Far-right political commentator Candace Owens has more than 7.5 million followers on X. In March, she used that platform to urge American soldiers toward conscientious objection, calling the joint U.S.-Israeli operation against Iran “Bibi’s Red Heifer War” and telling her audience: “Goyim stand down.”
Holocaust denier Nick Fuentes described the whole thing as a Jewish scheme to summon the Antichrist and end the world. Former Fox News host and current podcaster Tucker Carlson claimed that the moment had arrived for Jews to tear down the Dome of the Rock and rebuild the Third Temple.
That is a great deal of alarm about a cow, and it would dissolve instantly if any of them had actually read the text.
The red heifer ritual is in Numbers 19. A completely red cow, unblemished, never yoked, is slaughtered and burned outside the camp. Its ashes are mixed with water and sprinkled on anyone ritually impure from contact with the dead, restoring their ability to enter the Temple.
There is a paradox inside the law: The same water that purifies the impure person renders the priest who applies it impure, and it is imponderable. Jewish law has a category for this kind of commandment: a hok, a Divine decree that resists human logic by design.
The Talmud says this was the one law, out of 613, that even King Solomon could not fathom. He writes in Ecclesiastes: “I said I would become wise, but it is beyond me.”
If it defeated Solomon, we should not hold our breath for Owens, Fuentes or Carlson.
To understand how a ritual of surrender became a conspiracy about control, you have to go back to a different cow. When Moses ascended Sinai, the Israelites built a golden calf. Most people read that as primitive superstition. It was neither. Every major civilization of the ancient world ran on the ox. One ox did the work of 10 people. That surplus of manpower allowed civilization itself to come about.
The bull was the engine of earthly power, and so it became the symbol of Divine power. To worship the Golden Calf was a coherent theological claim: There is a spiritual force behind productivity and dominance, and if we can give it what it needs, it will give us what we want. That is the oldest theology in the world. It is also, in the Torah’s view, the fundamental error.
The red heifer is its direct inversion.

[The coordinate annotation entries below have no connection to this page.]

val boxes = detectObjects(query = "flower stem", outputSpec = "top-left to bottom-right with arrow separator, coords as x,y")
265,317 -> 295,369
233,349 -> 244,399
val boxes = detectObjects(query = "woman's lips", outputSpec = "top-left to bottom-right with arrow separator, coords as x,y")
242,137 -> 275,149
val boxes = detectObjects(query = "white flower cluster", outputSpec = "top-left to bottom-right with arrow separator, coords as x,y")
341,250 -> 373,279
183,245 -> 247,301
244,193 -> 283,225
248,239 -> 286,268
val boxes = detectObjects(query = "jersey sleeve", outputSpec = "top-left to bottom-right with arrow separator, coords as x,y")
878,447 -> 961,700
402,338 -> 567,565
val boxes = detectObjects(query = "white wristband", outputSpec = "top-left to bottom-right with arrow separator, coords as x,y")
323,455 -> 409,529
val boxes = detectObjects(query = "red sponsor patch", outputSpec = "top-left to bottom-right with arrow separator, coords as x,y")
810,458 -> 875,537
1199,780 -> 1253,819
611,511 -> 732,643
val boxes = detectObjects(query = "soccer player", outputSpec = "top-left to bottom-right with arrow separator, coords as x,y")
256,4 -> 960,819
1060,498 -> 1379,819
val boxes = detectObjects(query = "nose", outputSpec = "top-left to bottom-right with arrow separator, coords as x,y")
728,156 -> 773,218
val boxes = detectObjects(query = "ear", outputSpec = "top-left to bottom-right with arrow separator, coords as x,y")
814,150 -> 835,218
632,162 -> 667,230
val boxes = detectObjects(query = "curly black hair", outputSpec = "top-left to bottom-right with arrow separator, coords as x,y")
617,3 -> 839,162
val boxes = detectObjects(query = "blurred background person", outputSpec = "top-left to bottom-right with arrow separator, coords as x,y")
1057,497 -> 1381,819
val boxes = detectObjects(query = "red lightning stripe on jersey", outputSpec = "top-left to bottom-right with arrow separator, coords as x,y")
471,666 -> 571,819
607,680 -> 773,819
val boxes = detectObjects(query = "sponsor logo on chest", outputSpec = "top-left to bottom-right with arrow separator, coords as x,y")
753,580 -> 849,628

Where the calf was worshiped and stood at the center of the camp, the heifer is burned to ash and is destroyed outside the camp. The Golden Calf embodied the pursuit of power; the red heifer’s meaning is total surrender to a power and logic beyond our understanding. The sages (see Bamidbar Rabbah 19:8) put it plainly: Let the mother come and clean up the mess of her child. The red heifer is the antidote to the Golden Calf, not its fulfillment.
Owens, Carlson and Fuentes have taken this ritual, whose entire meaning is the renunciation of power, and repackaged it as a Jewish bid for world domination. That inversion would be almost comic, but it had previous dire consequences, as they weren’t the only ones who had done this mind game. Hamas cited the arrival of the red heifers in Shiloh in 2022 as one justification for the massacre of 1,200 people in southern Israel on Oct. 7, 2023.
This conspiracy, born in extremist circles, has traveled, without friction, into fringe conservative social-media platforms.
It is also factually wrong at every level. The mainstream position across virtually every major Jewish legal authority is that the Temple is not a human military project. It is not built by force and won’t be brought about by the existence of red heifers living in Israel. Rather, the Temple comes with the Messiah—and not before.
Furthermore, the Temple will not bring about Jewish domination of the globe. Isaiah 56 says it plainly: “My house shall be a house of prayer for all nations.” The world is invited in. The red heifers in Shiloh are a statement of readiness, nothing more. We cannot impose what the world is not yet prepared to receive.
While some people have found prophecies of the messianic era to be somewhat naive, such as 19th-century assimilated German Jews who deleted references to the return to Jerusalem from the prayer book entirely, traditionalists held firm, saying simply: God will bring us back. That, too, was considered naive. Then it happened.
The same voices spreading this red heifer conspiracy have hosted Holocaust deniers, promoted theories about Jewish involvement in political assassinations and questioned Jewish loyalty to the United States. The red heifer fits the pattern: Take something real, strip it of all context, and present it as evidence of a plot.
What the red heifer teaches is that things exist beyond human control and understanding that cannot be bent to our will. It is one of the most demanding ideas in the Torah. Instead of a lust for power and domination, it teaches that we must be humble before God’s will and always ready for his salvation.
Perhaps that is the real problem. People who have built entire platforms on the idea that someone, somewhere, is always pulling the strings find a ritual about surrendering control genuinely threatening. A Judaism that doesn’t seek power but its opposite, that reads its holiest texts as a call to humility before God rather than dominance over the world, does not fit the story they need to tell. So they invented a different one.
It’s not the red heifer that frightens Owens, Carlson and Fuentes. It is the idea that the Jews are not, in fact, what they have spent years insisting that we are.